HAProxy Virtual/Floating IP


#1

Hi,
I am running haproxy on ubuntu server 16.04 using the current version v0.11.1 of certbot. I have configured 2 load balancing servers which share a virtual/floating IP address (used for failover). I am serving content from both these load balancing servers.

To install the cert I am currently disabling the one load balancing server having only the one server bound to my domain name using the virtual ip address. I have eth0 x.x.x.10 and the virtual IP on eth0:0 x.x.x.20 both these ip’s are publicly accessible and mapped to domains eg. one.example.com, virtual.example.com. I use the webroot way of installing the cert. My web server is listening on the virtual IP where it is sharing its content. When I issue the command:

./letsencrypt-auto certonly
–server https://acme-staging.api.letsencrypt.org/directory
–webroot --webroot-path “/usr/share/nginx/html/”
–keep-until-expiring
–text
-vvv
–email xx@example.com
–agree-tos
-d virtual.example.com

The installation fails with the default message: Could not connect to virtual.example.com although doing a nslookup and dig -x on the domain returns the correct details. Also visiting virtual.example.com serves the files from the webroot path.

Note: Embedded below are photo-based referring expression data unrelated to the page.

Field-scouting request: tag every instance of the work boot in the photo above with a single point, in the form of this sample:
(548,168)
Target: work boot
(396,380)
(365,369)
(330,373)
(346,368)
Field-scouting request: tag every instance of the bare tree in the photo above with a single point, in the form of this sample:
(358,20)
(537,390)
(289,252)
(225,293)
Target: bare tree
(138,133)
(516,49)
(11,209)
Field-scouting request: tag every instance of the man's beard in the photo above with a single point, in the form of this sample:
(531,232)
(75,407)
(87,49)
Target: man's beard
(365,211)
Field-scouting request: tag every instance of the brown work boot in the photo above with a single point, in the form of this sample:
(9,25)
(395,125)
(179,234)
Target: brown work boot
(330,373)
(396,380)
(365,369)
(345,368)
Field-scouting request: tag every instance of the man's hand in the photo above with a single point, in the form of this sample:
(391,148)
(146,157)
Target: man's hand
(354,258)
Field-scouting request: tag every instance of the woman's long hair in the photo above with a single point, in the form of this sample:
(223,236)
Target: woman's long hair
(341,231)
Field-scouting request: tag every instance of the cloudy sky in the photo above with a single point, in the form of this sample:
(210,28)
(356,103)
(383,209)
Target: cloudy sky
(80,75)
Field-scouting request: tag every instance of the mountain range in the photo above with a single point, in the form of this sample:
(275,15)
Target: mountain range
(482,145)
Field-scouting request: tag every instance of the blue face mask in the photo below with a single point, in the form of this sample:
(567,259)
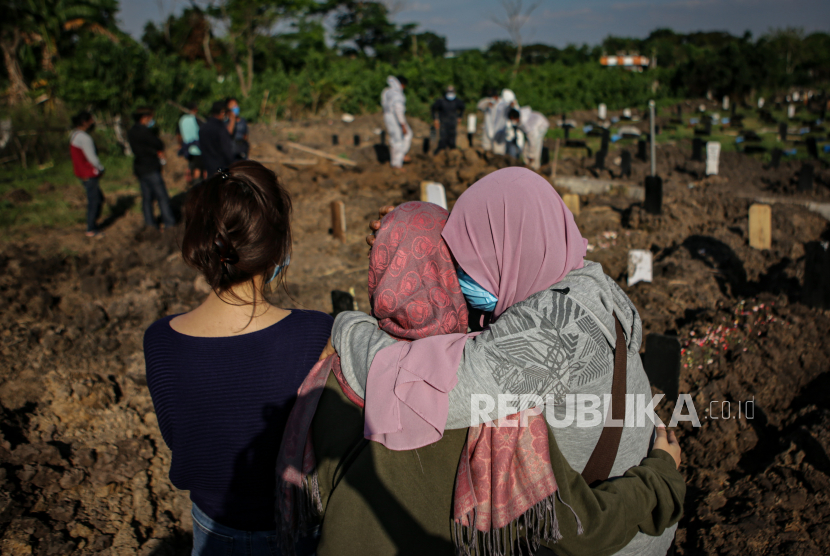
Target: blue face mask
(278,269)
(476,296)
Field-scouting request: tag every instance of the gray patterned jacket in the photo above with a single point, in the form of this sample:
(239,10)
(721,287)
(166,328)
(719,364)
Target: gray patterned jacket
(557,342)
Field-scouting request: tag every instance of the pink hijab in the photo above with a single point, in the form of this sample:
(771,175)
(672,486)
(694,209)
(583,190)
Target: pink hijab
(513,234)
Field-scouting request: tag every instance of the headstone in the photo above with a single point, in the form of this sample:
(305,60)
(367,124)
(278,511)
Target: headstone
(812,147)
(433,192)
(341,301)
(662,363)
(654,195)
(805,178)
(712,158)
(697,149)
(639,266)
(338,220)
(572,202)
(625,163)
(641,150)
(816,292)
(760,226)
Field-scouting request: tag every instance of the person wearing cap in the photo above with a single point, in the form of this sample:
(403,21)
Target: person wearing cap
(446,113)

When I change the -d to one.example.com the installation succeeds. for example

./letsencrypt-auto certonly
–server https://acme-staging.api.letsencrypt.org/directory
–webroot --webroot-path “/usr/share/nginx/html/”
–keep-until-expiring
–text
-vvv
–email xx@example.com
–agree-tos
-d one.example.com

I am curious as to why I cannot generate a certificate using the virtual IP address and its domain name. Have anyone else perhaps experienced this or have a possible solution to this?

Regards


#2

Hi @somejavadev,

Can you do so with curl on the server itself?

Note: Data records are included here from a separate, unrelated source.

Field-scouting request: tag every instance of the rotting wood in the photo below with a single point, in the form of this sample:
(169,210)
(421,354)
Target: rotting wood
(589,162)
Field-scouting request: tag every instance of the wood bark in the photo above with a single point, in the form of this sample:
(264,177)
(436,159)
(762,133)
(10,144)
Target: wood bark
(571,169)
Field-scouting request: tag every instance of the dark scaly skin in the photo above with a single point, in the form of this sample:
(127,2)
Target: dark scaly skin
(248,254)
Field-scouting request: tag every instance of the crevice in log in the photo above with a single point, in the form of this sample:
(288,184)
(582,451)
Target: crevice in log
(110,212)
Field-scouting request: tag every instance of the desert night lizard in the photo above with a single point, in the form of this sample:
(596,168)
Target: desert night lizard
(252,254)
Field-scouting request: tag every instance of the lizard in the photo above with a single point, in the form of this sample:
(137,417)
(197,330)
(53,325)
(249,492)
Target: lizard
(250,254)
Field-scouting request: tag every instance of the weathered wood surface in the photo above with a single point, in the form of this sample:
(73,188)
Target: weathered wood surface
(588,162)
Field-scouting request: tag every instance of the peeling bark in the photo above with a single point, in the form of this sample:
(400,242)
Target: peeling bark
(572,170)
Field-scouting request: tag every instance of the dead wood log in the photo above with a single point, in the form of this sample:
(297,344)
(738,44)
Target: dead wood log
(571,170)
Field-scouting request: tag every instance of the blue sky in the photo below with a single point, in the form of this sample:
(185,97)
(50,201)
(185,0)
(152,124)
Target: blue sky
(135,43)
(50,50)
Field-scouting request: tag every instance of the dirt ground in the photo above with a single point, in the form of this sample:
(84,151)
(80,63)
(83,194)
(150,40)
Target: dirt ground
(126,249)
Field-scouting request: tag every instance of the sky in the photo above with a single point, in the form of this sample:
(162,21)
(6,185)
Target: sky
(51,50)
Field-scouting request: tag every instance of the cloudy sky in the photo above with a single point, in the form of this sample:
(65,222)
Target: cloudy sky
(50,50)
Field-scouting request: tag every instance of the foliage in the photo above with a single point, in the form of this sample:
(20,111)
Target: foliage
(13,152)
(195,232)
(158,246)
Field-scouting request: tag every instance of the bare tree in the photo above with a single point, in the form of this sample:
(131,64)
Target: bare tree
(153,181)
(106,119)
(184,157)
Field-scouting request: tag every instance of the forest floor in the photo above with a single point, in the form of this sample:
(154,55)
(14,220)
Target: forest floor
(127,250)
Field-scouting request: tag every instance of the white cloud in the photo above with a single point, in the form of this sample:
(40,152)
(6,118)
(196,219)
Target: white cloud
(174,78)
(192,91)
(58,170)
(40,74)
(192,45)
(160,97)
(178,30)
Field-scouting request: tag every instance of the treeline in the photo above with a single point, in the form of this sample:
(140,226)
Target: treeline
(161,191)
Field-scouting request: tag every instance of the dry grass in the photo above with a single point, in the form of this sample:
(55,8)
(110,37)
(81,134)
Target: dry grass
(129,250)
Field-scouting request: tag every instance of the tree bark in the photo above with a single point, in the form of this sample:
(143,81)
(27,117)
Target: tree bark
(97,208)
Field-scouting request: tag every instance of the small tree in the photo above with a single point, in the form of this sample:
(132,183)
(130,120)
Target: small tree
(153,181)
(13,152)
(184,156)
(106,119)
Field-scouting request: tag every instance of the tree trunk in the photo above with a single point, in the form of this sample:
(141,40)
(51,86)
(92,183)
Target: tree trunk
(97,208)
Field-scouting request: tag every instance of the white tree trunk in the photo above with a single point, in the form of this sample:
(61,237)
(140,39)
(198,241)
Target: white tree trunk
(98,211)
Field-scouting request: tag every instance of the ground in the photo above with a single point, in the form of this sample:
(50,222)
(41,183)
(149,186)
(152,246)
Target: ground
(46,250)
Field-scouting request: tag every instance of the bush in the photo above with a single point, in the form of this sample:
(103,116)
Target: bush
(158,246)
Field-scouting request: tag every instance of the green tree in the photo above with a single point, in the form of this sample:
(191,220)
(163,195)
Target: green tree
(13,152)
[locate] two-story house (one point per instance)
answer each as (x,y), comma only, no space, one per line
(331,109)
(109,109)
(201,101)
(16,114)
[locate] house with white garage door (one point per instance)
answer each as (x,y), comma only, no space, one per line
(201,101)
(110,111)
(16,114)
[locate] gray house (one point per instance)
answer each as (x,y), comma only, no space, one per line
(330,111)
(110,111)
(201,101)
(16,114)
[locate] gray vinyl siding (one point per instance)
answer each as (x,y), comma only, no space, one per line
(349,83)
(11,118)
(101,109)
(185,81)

Edit: also, could you paste the complete error message from Certbot?


#3

Hi, Thanks for the reply. If I do a curl from one.example.com -> virtual.example.com it returns the content from the files served on one.example.com.

nslookup and dig -x returns the virtual ip and virtual.example.com domain name correctly.

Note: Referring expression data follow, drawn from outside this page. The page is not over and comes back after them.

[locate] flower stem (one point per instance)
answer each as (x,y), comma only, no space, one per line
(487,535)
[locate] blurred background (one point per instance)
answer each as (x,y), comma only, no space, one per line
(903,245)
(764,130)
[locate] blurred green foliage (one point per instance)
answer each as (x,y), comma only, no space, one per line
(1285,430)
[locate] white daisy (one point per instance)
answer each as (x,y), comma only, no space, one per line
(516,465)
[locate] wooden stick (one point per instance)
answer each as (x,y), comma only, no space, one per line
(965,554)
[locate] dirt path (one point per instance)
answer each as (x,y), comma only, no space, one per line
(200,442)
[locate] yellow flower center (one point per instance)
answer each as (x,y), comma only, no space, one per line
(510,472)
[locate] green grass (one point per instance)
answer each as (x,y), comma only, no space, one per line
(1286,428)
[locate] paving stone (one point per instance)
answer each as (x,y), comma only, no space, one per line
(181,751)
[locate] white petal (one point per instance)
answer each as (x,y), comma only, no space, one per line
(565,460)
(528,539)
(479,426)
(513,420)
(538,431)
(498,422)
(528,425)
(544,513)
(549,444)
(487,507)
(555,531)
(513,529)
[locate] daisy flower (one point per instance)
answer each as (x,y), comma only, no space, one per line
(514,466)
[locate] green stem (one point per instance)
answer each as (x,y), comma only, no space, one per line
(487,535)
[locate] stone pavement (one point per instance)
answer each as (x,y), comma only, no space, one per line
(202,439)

Here is the debug output: https://gist.github.com/somejavadev/4da0bc0544d08746905489371fa59a79


#4

Hi,

We can close this issue, after investigating further it seems that the correct ports from outside of the DMZ was not opened for virtual.example.com but only for one.example.com and two.example.com.

Sorry for the inconvenience.

Regards


#5

This topic was automatically closed 30 days after the last reply. New replies are no longer allowed.